The camera is a variable device (e.g., its color filter, its image capturing device, its tunable parameters, ...), and thus also device dependent color description. Create However, it is implicitly assumed that the camera produces an RGB color representation that leads to proper proper reproduction that can be checked with a MacBeth color checker, for example, on a typical intended (“standard”) display.

The basic standards for television colorimetry (for example NTSC and PAL, conveyed from MPEG-2) were developed in 1950 and bear in mind the display from that era.

CRT displays nowadays have completely different phosphors, but many more rigorous and many new display technologies for television viewing, such as LCDs, plasma display panels (PDPs), and e-ink displays for mobile / portable viewers in the future. Are introduced.

This means that a single RGB representation of color will lead to undesirable colors that are substantially different from the colors reproduced substantially on different displays.

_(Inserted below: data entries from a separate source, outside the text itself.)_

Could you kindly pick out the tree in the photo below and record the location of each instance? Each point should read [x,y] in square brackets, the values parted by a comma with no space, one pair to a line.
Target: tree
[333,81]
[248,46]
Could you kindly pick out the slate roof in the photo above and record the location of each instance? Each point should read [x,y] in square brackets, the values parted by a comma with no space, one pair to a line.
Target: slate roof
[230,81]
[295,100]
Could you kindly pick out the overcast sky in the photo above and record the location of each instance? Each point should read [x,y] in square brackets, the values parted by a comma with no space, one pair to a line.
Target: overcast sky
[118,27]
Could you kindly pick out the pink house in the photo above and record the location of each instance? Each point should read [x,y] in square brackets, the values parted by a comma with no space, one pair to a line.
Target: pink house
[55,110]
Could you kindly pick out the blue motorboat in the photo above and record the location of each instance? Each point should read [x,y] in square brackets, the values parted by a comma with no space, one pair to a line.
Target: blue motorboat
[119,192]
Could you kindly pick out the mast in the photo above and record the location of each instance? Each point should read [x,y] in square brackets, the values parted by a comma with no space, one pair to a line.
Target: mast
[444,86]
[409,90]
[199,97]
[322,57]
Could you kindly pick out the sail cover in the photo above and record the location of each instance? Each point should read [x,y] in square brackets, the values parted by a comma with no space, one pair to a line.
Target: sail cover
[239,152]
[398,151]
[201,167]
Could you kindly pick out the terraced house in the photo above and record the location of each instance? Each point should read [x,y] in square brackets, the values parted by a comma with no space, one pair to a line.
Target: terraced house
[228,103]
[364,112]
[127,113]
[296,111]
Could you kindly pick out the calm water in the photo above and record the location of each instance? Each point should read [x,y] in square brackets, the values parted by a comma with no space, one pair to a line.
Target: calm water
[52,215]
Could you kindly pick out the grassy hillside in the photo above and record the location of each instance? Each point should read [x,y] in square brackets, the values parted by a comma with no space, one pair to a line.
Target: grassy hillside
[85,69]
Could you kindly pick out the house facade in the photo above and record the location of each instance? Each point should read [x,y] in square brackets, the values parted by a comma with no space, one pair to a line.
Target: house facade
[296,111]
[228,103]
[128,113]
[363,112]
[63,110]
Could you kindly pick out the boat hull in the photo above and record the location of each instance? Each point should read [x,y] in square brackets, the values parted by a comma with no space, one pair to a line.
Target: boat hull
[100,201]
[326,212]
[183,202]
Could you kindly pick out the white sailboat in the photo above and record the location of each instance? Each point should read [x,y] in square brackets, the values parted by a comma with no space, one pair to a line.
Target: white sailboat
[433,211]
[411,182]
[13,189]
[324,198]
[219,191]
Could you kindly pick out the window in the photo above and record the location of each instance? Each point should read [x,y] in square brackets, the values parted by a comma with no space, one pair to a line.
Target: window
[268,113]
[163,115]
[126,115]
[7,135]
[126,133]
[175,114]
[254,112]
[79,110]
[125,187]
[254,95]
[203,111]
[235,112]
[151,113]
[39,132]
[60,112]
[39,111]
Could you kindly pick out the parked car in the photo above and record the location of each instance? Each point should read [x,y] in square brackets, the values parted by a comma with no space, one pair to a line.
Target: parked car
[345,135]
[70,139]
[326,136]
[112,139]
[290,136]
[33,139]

For example, LCDs typically have lighter, greener blues than CRTs, so that, for example, an RGB color of [0,0,1] may look very different on the two displays. While this may not be unsatisfactory for the average viewer for most colors (since the color observation is actually very complex in the human brain), it may not be desirable for some deadly colors (eg white points or white skin colors). (flesh color)).

Thus, color conversion will be applied so that approximately the same (or at least more similar) colors, ideally colors from the original (at least when scene lighting is ignored), will be reproduced on both displays.

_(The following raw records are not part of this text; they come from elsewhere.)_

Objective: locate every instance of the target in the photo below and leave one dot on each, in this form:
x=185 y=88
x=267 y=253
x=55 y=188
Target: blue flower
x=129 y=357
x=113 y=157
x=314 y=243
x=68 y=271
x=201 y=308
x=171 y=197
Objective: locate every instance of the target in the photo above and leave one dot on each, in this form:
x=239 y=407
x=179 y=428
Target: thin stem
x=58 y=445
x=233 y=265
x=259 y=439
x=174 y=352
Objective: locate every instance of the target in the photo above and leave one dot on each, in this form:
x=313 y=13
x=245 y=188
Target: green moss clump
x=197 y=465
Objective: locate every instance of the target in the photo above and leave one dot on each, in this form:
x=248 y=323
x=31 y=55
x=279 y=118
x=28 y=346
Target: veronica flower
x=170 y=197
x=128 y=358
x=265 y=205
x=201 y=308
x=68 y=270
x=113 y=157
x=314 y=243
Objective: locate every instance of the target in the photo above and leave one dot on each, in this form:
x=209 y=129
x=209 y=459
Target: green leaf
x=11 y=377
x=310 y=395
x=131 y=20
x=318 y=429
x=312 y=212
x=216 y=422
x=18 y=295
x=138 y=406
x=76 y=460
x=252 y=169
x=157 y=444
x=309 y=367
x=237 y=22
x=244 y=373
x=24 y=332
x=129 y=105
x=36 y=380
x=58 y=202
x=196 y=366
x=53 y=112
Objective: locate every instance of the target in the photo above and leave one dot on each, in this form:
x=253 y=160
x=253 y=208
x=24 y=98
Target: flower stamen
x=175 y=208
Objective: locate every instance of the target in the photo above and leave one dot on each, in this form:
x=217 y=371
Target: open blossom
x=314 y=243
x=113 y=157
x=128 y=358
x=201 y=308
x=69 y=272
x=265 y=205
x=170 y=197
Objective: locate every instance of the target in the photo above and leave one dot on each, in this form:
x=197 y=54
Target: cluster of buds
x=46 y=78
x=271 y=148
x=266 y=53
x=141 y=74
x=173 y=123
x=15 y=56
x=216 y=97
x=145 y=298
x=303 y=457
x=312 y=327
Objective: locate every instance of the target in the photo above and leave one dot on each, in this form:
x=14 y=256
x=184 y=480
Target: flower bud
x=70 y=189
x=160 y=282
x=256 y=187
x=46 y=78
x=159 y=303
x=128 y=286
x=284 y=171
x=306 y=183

In the early stages of human vision, color vision is a linear process, so this can be theoretically performed (even for nonlinear representations, since nonlinearity of the display can be taken into account in the model), and linear light dimensions (eg For example, XYZ, linear RGB, for example, converts the camera's RGB values coming from the cable into RGB * values corrected for a particular display (conversion to and from the conversion color system of the present invention will be ignored). By applying a matrix (so-called matrixing).

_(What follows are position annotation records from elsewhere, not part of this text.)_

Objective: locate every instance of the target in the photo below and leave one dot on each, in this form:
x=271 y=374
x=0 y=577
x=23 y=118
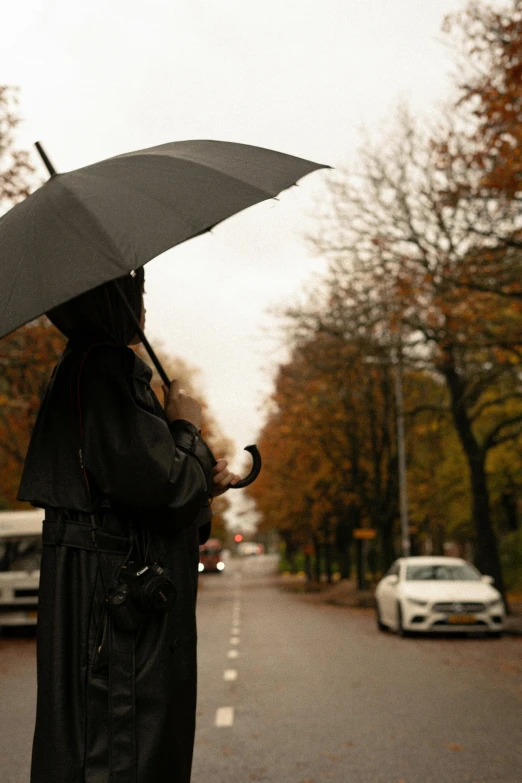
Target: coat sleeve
x=136 y=458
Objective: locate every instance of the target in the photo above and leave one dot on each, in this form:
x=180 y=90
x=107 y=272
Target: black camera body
x=140 y=591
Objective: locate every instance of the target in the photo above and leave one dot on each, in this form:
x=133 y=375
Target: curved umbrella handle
x=254 y=473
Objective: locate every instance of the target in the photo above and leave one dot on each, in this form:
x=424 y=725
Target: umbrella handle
x=254 y=451
x=254 y=473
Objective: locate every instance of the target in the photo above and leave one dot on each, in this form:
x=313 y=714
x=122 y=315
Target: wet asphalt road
x=322 y=697
x=292 y=691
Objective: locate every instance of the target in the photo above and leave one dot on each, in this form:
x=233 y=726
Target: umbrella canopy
x=95 y=224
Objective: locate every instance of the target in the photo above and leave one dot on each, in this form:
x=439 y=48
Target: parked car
x=250 y=549
x=425 y=594
x=20 y=552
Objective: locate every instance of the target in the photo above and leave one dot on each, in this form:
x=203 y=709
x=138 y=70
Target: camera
x=140 y=591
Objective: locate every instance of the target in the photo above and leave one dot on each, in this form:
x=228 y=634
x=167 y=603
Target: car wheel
x=380 y=624
x=400 y=628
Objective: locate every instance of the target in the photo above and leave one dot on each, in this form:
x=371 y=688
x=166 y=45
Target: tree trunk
x=308 y=567
x=487 y=557
x=328 y=561
x=387 y=544
x=317 y=564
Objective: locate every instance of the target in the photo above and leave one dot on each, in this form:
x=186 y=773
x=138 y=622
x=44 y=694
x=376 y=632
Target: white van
x=20 y=553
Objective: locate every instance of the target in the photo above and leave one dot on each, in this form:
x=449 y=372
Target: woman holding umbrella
x=126 y=486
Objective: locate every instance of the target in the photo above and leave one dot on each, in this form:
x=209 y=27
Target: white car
x=438 y=594
x=20 y=550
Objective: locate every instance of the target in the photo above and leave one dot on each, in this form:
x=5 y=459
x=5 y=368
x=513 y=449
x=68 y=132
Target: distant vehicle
x=247 y=548
x=20 y=553
x=423 y=594
x=210 y=556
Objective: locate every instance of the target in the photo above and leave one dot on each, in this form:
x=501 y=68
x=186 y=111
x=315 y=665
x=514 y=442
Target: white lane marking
x=224 y=716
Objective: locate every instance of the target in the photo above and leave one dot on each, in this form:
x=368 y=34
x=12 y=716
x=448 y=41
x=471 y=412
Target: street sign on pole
x=365 y=532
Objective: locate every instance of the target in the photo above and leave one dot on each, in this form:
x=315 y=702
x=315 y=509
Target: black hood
x=100 y=315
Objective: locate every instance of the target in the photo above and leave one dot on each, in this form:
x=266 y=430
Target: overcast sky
x=102 y=77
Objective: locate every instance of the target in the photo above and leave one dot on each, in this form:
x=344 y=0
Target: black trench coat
x=112 y=706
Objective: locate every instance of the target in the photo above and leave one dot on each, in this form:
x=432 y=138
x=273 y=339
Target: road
x=292 y=691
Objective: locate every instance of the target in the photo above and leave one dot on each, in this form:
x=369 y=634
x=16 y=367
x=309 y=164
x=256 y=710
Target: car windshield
x=461 y=572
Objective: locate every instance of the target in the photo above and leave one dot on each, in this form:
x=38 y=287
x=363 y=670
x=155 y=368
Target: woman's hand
x=179 y=405
x=222 y=479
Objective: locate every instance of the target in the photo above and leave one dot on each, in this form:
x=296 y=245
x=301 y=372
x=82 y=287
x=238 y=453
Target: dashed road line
x=224 y=717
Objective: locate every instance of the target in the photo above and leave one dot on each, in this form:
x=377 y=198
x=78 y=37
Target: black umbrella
x=95 y=224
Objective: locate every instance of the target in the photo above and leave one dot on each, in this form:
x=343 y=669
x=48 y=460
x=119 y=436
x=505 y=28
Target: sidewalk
x=345 y=593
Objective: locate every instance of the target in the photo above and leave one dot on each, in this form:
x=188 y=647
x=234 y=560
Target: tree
x=27 y=357
x=398 y=248
x=16 y=171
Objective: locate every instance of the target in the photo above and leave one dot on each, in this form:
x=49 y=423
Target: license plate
x=462 y=619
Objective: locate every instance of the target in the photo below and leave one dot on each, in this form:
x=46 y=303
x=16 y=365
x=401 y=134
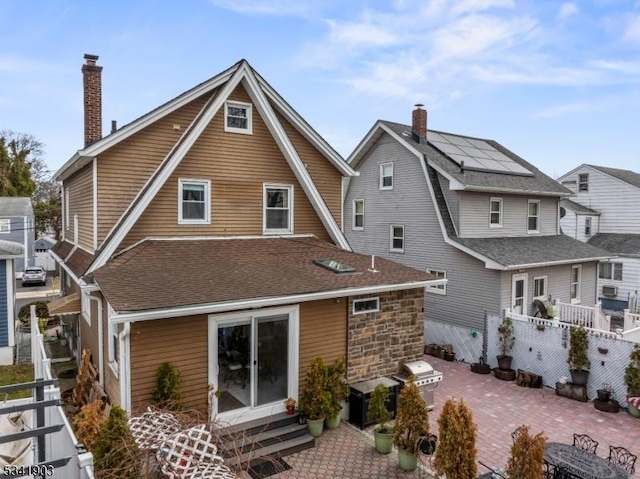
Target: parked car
x=34 y=275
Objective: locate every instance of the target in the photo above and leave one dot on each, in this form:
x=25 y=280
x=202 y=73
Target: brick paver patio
x=499 y=407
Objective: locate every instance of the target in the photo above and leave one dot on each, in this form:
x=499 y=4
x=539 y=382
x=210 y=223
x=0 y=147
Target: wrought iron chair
x=623 y=457
x=584 y=441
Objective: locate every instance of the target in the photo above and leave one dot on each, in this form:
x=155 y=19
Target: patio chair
x=584 y=441
x=623 y=457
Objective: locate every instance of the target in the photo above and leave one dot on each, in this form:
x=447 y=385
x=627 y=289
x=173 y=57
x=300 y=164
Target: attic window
x=334 y=266
x=237 y=117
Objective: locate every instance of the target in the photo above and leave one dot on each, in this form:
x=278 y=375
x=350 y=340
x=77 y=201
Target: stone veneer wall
x=379 y=343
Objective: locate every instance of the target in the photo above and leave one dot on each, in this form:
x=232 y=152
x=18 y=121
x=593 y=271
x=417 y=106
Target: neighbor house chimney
x=92 y=81
x=419 y=123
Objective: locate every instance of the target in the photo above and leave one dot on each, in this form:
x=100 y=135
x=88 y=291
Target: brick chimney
x=419 y=123
x=92 y=82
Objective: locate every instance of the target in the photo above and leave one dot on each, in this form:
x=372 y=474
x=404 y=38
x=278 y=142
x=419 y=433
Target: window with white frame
x=583 y=182
x=386 y=176
x=611 y=270
x=533 y=216
x=574 y=290
x=358 y=215
x=396 y=238
x=278 y=209
x=238 y=117
x=366 y=305
x=540 y=287
x=437 y=288
x=495 y=212
x=194 y=197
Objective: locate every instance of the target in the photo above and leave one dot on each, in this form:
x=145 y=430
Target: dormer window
x=386 y=176
x=238 y=117
x=583 y=182
x=278 y=209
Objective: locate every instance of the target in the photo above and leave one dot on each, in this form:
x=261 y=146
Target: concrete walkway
x=498 y=407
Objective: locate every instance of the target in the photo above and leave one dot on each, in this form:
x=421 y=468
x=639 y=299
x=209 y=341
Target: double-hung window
x=238 y=117
x=533 y=216
x=278 y=209
x=386 y=176
x=194 y=198
x=358 y=214
x=438 y=288
x=495 y=212
x=583 y=182
x=611 y=270
x=396 y=238
x=540 y=288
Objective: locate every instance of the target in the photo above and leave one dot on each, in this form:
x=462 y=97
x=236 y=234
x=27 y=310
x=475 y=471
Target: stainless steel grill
x=426 y=378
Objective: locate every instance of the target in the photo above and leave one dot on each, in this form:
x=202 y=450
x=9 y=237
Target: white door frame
x=515 y=278
x=250 y=413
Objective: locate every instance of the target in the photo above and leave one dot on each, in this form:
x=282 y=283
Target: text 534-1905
x=22 y=470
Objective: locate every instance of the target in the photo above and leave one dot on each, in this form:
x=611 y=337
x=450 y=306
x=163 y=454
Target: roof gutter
x=556 y=263
x=227 y=306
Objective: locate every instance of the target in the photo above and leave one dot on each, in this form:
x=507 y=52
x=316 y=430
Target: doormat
x=268 y=468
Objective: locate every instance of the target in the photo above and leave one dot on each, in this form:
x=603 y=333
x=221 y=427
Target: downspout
x=100 y=340
x=125 y=392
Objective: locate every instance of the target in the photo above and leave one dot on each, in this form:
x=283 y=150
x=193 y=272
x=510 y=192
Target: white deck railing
x=62 y=443
x=587 y=316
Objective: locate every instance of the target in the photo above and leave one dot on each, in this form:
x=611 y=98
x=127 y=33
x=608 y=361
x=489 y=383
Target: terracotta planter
x=504 y=362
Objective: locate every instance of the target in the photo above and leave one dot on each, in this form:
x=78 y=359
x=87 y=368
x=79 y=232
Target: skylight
x=334 y=265
x=476 y=154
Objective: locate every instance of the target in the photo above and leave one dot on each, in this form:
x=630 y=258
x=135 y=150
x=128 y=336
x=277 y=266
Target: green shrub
x=167 y=392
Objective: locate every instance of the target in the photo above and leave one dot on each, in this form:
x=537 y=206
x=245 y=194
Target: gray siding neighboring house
x=17 y=225
x=608 y=198
x=9 y=253
x=445 y=206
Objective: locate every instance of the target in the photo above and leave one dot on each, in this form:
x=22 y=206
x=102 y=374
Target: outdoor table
x=582 y=463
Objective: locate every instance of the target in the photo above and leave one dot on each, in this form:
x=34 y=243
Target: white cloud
x=567 y=10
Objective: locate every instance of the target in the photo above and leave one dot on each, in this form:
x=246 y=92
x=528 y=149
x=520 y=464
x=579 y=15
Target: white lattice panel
x=545 y=353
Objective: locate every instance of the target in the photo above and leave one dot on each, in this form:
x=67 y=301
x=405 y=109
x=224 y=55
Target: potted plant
x=378 y=412
x=578 y=358
x=506 y=339
x=338 y=389
x=314 y=399
x=527 y=454
x=632 y=380
x=456 y=453
x=412 y=422
x=290 y=404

However, there are many reasons why color correction has not become popular (i.e. no metrics or theoretically correct metrics are used in the display).

Knowledge of the physical behavior of the display (display driving values R, G, B on the display and also consequently display driving values such as Ye for multi-primary displays (e.g. Real light output of different channels when a value between 0 and 255 for the yellow primary pixel is provided), which reproduces approximately the same color (within certain measurement accuracy, stability, etc.) as the standard intended television display. It may have a display, but playback of the original scene's color cannot be done at this time.

One reason for this is that there is an uncompensated variability because the manufacturer knows what display they are making, since the other side (the recording side) of the television circuit is not perfectly standardized.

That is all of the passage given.